Watchdog groups take aim at Crossroads GPS, Priorities USA

Campaign finance watchdog groups Wednesday challenged the tax-exempt eligibility of several nonprofit political organizations.

In a letter to the IRS, Democracy 21 and the Campaign Legal Center called for an investigation into four groups that have 501(c)(4) tax status and are engaged in political activity: Crossroads GPS, Priorities USA, American Action Network and Americans Elect.

{mosads}They argue that the political organizations’ primary purpose is not social welfare — and thus they should not be afforded nonprofit status.

“The IRS should conduct an investigation of whether each such organization has engaged in more than an insubstantial amount of non-exempt activity by participating or intervening in political campaigns, and accordingly is not primarily engaged in the promotion of social welfare,” the groups wrote in their letter. “The IRS should also conduct an investigation of whether each organization’s primary activity is campaign activity, and is accordingly not primarily engaged in the promotion of social welfare.”

The letter was signed by Fred Wertheimer, president of Democracy 21, and J. Gerald Herbert, executive director of the Campaign Legal Center.

A representative for one of the targeted groups called the complaint “frivolous.”

“This is the fourth frivolous complaint in 12 months from a highly ideological group that wants to sic the IRS on its opponents,” Crossroads spokesman Jonathan Collegio said.

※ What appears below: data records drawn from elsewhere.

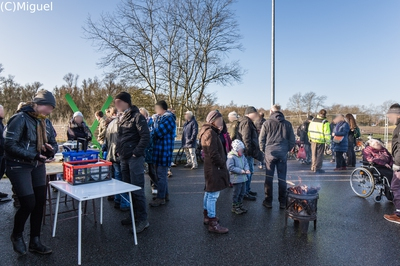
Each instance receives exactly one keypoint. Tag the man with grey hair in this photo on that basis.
(233, 125)
(276, 140)
(3, 196)
(189, 140)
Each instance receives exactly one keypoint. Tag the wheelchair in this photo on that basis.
(364, 180)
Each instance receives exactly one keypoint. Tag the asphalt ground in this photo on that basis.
(350, 230)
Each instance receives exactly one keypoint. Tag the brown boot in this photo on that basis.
(215, 227)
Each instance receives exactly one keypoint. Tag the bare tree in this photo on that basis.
(175, 48)
(306, 104)
(382, 109)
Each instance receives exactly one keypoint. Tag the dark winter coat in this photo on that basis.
(189, 134)
(259, 124)
(276, 137)
(233, 128)
(111, 140)
(1, 137)
(341, 129)
(396, 144)
(76, 131)
(247, 133)
(216, 173)
(133, 134)
(21, 137)
(302, 132)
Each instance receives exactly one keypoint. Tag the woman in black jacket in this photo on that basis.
(30, 143)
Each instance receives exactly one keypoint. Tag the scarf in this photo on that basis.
(41, 135)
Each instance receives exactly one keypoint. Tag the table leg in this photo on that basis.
(79, 231)
(133, 218)
(56, 214)
(101, 210)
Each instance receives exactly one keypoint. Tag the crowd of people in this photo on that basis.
(131, 138)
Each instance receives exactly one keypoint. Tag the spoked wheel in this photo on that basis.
(362, 182)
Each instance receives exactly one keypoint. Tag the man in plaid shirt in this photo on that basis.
(164, 137)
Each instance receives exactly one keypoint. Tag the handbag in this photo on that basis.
(337, 139)
(301, 154)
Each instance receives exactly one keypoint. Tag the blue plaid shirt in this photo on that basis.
(164, 129)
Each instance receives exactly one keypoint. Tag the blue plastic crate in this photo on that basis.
(72, 156)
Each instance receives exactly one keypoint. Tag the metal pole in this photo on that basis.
(273, 55)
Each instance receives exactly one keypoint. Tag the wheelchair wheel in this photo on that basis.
(362, 182)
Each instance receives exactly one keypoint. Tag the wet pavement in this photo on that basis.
(350, 230)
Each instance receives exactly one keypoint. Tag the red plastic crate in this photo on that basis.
(88, 171)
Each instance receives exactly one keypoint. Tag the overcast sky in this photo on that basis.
(346, 50)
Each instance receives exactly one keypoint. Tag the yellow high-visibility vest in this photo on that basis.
(319, 131)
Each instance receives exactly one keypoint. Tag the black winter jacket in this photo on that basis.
(276, 137)
(396, 144)
(133, 134)
(247, 133)
(20, 137)
(189, 135)
(1, 137)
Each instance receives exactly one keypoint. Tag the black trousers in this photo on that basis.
(29, 183)
(153, 175)
(351, 155)
(281, 167)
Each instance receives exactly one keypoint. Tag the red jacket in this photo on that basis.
(379, 157)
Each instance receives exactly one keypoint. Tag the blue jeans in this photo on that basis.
(250, 161)
(281, 167)
(132, 171)
(121, 199)
(239, 190)
(162, 186)
(210, 202)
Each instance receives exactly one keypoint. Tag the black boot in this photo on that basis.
(18, 244)
(36, 246)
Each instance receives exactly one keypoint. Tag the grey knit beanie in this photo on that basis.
(44, 97)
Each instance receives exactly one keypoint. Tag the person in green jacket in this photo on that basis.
(319, 133)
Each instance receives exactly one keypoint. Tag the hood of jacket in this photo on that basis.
(206, 127)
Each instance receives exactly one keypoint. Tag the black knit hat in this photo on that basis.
(124, 96)
(250, 110)
(394, 109)
(44, 97)
(163, 104)
(212, 116)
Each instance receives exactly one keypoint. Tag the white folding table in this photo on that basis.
(92, 191)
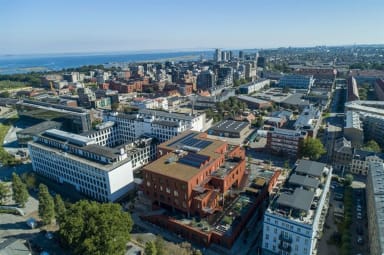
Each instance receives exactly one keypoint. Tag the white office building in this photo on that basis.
(294, 219)
(159, 124)
(102, 173)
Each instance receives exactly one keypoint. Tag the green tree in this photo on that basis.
(59, 208)
(150, 248)
(5, 94)
(160, 246)
(115, 106)
(19, 190)
(29, 179)
(91, 228)
(259, 122)
(196, 252)
(286, 90)
(46, 205)
(372, 146)
(312, 148)
(4, 192)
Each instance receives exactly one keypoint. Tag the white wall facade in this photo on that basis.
(85, 176)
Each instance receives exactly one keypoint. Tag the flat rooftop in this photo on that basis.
(300, 199)
(182, 164)
(230, 126)
(310, 167)
(305, 181)
(376, 177)
(96, 164)
(75, 139)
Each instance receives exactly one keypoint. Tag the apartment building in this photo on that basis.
(102, 173)
(379, 89)
(352, 90)
(353, 129)
(296, 81)
(285, 141)
(294, 219)
(253, 87)
(362, 159)
(193, 173)
(375, 204)
(159, 124)
(73, 119)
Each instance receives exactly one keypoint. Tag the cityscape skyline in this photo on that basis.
(72, 27)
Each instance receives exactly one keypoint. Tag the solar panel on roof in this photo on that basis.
(193, 159)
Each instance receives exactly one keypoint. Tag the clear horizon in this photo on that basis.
(70, 27)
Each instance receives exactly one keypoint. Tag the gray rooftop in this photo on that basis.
(39, 128)
(230, 126)
(304, 181)
(376, 177)
(252, 99)
(310, 167)
(166, 123)
(296, 99)
(300, 199)
(78, 140)
(166, 114)
(102, 151)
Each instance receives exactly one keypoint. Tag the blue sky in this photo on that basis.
(59, 26)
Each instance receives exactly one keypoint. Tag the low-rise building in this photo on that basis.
(294, 219)
(194, 178)
(379, 89)
(255, 103)
(362, 159)
(160, 124)
(342, 154)
(296, 81)
(375, 204)
(253, 87)
(230, 128)
(309, 120)
(352, 90)
(353, 129)
(102, 173)
(285, 141)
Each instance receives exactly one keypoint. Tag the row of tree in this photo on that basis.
(159, 247)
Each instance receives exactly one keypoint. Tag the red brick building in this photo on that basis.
(193, 172)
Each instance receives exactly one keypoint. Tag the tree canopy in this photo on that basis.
(312, 148)
(4, 192)
(150, 248)
(91, 228)
(19, 190)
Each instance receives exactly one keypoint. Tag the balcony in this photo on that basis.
(284, 238)
(285, 247)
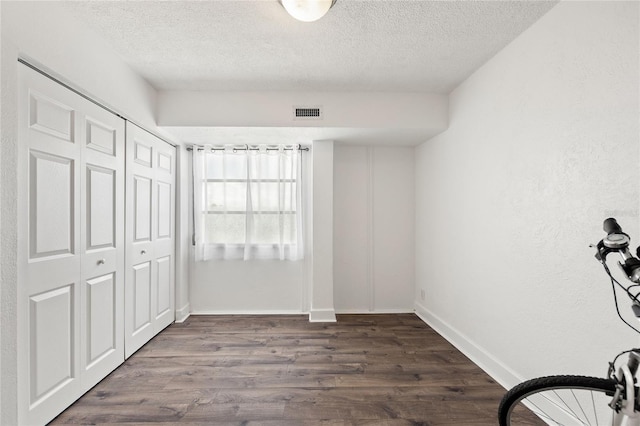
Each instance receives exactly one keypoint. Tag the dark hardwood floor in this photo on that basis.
(283, 370)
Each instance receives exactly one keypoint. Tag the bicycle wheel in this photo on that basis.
(558, 400)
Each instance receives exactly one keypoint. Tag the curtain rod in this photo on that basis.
(246, 148)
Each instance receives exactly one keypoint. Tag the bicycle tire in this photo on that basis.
(512, 413)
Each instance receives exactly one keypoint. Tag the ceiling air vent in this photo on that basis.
(307, 113)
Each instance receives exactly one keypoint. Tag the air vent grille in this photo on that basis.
(307, 113)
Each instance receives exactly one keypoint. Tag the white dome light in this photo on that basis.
(307, 10)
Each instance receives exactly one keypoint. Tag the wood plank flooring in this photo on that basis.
(284, 370)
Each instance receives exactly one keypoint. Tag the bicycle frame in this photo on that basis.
(626, 374)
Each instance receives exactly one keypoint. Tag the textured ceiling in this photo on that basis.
(360, 45)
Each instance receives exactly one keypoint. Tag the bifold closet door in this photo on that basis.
(150, 272)
(71, 246)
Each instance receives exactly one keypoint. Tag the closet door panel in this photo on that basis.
(149, 301)
(70, 250)
(102, 245)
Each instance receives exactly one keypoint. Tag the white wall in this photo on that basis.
(75, 55)
(543, 145)
(374, 230)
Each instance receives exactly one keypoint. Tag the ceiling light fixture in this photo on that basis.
(307, 10)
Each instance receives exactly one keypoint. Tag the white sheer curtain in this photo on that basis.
(248, 203)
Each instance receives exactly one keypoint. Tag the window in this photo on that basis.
(248, 203)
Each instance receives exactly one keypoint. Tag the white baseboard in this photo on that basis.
(249, 312)
(322, 315)
(376, 311)
(183, 313)
(476, 353)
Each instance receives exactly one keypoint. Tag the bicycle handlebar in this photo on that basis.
(611, 226)
(616, 240)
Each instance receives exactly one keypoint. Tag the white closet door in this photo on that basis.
(71, 246)
(149, 298)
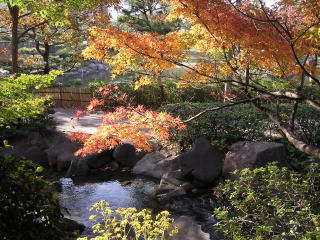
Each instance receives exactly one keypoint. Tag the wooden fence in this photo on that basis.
(67, 97)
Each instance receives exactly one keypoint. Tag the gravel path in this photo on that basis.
(88, 123)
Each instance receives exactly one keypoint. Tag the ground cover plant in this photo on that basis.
(271, 203)
(130, 224)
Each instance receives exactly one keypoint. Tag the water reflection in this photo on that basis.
(76, 199)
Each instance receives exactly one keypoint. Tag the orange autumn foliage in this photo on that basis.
(135, 125)
(217, 28)
(240, 43)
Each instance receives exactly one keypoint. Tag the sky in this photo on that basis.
(114, 13)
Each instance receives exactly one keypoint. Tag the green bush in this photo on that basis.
(28, 210)
(150, 95)
(17, 103)
(224, 127)
(238, 123)
(271, 203)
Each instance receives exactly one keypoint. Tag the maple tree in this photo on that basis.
(126, 123)
(268, 54)
(42, 12)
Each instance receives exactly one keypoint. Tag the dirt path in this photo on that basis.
(88, 123)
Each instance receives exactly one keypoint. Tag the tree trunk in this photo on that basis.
(227, 89)
(46, 55)
(14, 12)
(162, 94)
(290, 135)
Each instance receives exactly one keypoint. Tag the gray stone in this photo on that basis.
(153, 164)
(125, 154)
(99, 160)
(203, 162)
(172, 184)
(252, 155)
(78, 167)
(189, 229)
(113, 166)
(61, 154)
(31, 147)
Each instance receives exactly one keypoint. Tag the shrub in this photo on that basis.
(224, 127)
(238, 123)
(271, 203)
(131, 224)
(150, 95)
(28, 210)
(16, 103)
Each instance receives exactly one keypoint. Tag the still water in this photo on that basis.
(77, 198)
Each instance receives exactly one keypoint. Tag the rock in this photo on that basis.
(153, 164)
(189, 229)
(35, 139)
(171, 181)
(125, 154)
(69, 225)
(252, 155)
(140, 155)
(62, 153)
(31, 147)
(172, 185)
(99, 160)
(113, 166)
(203, 162)
(78, 167)
(36, 154)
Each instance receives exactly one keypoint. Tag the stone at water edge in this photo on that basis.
(125, 154)
(62, 153)
(113, 166)
(78, 167)
(189, 229)
(203, 162)
(99, 160)
(153, 165)
(252, 155)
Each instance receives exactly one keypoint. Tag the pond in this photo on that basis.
(77, 198)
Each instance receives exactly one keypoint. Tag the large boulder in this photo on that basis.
(172, 185)
(125, 154)
(99, 160)
(252, 155)
(203, 162)
(61, 154)
(78, 167)
(153, 164)
(31, 147)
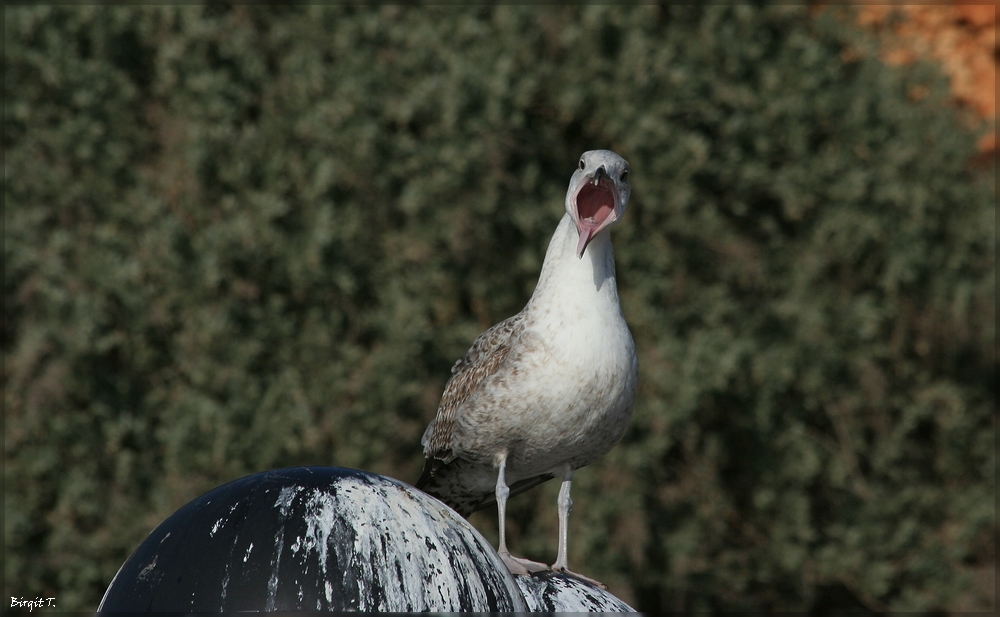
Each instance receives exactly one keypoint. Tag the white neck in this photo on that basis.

A spokesman for another group said they were in compliance with the law.

“Our organization operates in compliance with all federal rules and regulations enforced by the IRS,” said Bill Burton, senior strategist for Priorities USA.

The outside spending groups in question sponsored several campaign ads last election and some this election cycle, with plans to do more.

Crossroads, which former Bush adviser Karl Rove helped launch, has favored Republican candidates while Priorities USA was created this year by Burton, a former White House deputy press secretary, in support of President Obama’s reelection bid.

— This story was updated at 3:38 p.m.